The next morning, two days after the birth of my son, I stood to go to the restroom and immediately collapsed in a crimson pool. What follows is hard for me to recount; those rushing around me began to sound like strange cartoon characters, their faces blurred away as my eyesight diminished. I cried for my family thousands of miles away. "What have I done?" I asked again and again, before I slipped into silence.
The following week is a mystery to me. I know only what I was told: I had a womb infection and had "gone septic," that I had two blood transfusions, that the U.S. Embassy was on stand-by to arrange emergency evacuation, that my parents called incessantly, and busied themselves with the steps necessary to travel to Ghana. I am told that the nurses held my son against my breast for hours each day to make certain that our eyes were never far from one another, and to ensure that he would suckle on the fore milk not tainted with the heavy drugs pulsing through my body. I am also told that I narrowly escaped the almost 20 percent maternal mortality rate (2006 UNICEF statistics) in Ghana.

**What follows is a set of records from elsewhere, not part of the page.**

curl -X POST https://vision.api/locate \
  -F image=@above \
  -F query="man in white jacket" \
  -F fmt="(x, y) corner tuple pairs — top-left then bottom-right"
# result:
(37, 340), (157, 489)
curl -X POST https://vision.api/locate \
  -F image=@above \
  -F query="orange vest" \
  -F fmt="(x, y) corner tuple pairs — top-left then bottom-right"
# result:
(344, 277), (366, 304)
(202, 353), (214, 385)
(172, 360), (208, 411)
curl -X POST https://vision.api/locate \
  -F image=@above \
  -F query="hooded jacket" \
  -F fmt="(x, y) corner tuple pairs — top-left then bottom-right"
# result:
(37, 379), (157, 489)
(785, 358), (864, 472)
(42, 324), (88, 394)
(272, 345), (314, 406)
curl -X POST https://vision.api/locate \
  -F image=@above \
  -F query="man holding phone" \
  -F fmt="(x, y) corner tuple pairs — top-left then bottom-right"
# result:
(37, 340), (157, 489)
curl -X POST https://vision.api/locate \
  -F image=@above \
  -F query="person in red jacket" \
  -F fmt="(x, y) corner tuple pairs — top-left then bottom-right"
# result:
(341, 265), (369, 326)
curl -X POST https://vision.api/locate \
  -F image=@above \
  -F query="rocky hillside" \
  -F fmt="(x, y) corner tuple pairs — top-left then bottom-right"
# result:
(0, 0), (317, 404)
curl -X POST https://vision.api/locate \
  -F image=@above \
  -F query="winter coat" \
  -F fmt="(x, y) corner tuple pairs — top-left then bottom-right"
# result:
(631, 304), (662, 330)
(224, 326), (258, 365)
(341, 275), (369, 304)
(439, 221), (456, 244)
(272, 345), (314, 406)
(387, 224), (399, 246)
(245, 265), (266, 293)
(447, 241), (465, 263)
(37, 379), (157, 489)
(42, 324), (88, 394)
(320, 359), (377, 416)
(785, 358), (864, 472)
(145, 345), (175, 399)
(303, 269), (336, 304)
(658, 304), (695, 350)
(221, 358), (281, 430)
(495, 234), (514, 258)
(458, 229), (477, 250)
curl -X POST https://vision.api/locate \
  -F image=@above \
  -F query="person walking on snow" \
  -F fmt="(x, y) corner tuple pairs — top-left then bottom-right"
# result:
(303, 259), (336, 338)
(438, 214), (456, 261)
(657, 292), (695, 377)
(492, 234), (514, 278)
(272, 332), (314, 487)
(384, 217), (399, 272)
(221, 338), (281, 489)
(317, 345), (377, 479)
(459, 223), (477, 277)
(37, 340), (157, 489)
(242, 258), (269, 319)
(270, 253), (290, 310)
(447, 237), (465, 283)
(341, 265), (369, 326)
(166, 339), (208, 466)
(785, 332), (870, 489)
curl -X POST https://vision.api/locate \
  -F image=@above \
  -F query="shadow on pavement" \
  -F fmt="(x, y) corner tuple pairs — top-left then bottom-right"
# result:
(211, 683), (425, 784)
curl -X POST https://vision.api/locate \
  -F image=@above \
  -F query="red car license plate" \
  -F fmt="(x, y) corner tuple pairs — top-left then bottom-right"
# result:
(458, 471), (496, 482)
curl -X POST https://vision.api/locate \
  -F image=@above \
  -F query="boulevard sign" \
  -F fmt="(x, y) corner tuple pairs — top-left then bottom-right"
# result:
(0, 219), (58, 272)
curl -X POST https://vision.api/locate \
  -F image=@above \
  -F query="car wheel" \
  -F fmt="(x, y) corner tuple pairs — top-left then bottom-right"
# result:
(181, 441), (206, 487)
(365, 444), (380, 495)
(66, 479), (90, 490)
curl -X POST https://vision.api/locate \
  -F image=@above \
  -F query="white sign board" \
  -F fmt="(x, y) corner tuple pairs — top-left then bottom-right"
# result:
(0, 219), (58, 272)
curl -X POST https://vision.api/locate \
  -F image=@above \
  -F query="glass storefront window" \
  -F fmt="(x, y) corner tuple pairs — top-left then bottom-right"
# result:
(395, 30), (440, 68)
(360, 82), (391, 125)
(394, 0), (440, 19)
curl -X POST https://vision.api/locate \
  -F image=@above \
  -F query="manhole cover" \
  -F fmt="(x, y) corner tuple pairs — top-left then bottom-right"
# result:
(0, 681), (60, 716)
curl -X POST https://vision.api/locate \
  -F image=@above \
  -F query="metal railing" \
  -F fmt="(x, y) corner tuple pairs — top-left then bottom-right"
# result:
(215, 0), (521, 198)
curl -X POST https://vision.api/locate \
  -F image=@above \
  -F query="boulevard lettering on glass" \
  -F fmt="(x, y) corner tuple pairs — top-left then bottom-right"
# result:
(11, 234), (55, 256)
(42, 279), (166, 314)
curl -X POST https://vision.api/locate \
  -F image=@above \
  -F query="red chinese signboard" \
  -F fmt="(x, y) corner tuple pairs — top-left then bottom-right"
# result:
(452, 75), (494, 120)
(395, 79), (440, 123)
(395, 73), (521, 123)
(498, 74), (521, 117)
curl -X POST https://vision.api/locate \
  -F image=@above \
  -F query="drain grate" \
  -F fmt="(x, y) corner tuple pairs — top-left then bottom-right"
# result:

My first strong memory of motherhood attachment came some time into my boy's second week. He was yelping for food in the hot Ghana night; the nurse who normally came to our aid was busy attending a birth. I had to find a way to be able to hold my son on my own; I had to generate the strength to meet his needs. Upon reaching his glass basinet, my son turned to my face, our eyes locking. For the first time, I was well enough to feel it: the immense love a mother has for her child. He was mine to look after, to love and protect. After that moment, it wasn't hard to find the strength to recover, for the sake of my son and all those mothers who would not know this moment.
Two weeks later, still too weak to care for myself, we left the hospital and stayed with my partner's family. We were kept under close watch, forbidden to leave the compound. People talked in hushed tones about the white woman who made it through. They also talked in hushed tones about my village neighbor who did not; she didn't have the resources to be rushed to a hospital.
On his 21st day of life, in a Ghanaian naming ceremony, my son was revealed to the world. For the first time since birth, his name was publicly declared: Edem, meaning "that which delivers you to God." As they put honey, salt, apateshy and water to his tongue, a prayer was shared for the boy whose mother escaped her fate, and extra prayers offered out for the child whose mother did not.